Ocean acidification, which is manifested by the long-term trend of decreasing pH and carbonate ion concentrations in seawater, has become a research hotspot in the field of ocean science. The changing inorganic carbon system equilibrium caused by this process can be characterized by four parameters, including partial pressure of carbon dioxide (pCO2), pH, dissolved inorganic carbon (DIC) and total alkalinity (TA). Carbonate ion concentrations ([CO32-]) can be calculated from any two of the four parameters. Except for pCO2, samples for other parameters are still collected discretely in most studies, and then analyzed either in shipboard or land-based laboratories. These techniques are labor and cost intensive. Furthermore, sample transferring and storage needs particular considered. Consequently, development of automated instruments for real-time monitoring of seawater carbonate systems will benefit greatly for ocean acidification and ocean carbon cycle research.
Until now, all of the carbonate system parameters can be measured spectrophotometrically with minor modifications. Spectrophotometry has the unique advantage of easiness to be automated. In order to improve instruments’ diversity, reliability and cost effectiveness, this work focused on the development and application of automated instruments for determing pH and CO32- in seawater. The main results are summarized below:
(1) An automated instrument for pH measurement based on visible spectrophotometry was described. The instrument consisted of a syringe pump equipped with a multiport valve for liquid delivery, LEDs and charge-coupled device for absorbance measurement. Absorbance values of seawater and indicator (meta-Cresol Purple, mCP) mixture at specific wavelengths allow direct measuremnt of pH. Laboratory test showed that the instrument has a precision of ~0.001. The instrument was used to on-line monitor pH variations continuously in a coral reef tank. During the 5-day field test, the pH automated measurement instrument operated properly, and the measurement error was -0.015±0.014 (n=38) compared to calculated values with TA-DIC pair.

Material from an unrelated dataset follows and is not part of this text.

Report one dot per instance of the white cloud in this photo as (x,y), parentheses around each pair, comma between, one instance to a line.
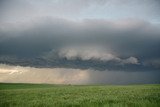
(74,76)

(2) The automated CO32- measurement instrument was built with similar manifold of pH measurement instrument except ultraviolet detection components. Carbonate ion concentrations can be determined from ultraviolet spectra of Pb(II) and seawater mixture. Laboratory test showed that the instrument has a precision of 1.1% (n=13). During the coral reef tank field test, the measurement error was -2.4±15.7 μmol/kg (n=14). The instrument was tested at sea to perform underway measurements and discrete samples measurement from two vertical profiles. The measurement error in the first stage was -0.5±5.0 μmol/kg (n=31) and 2.1±5.7 μmol/kg (n=22), respectively.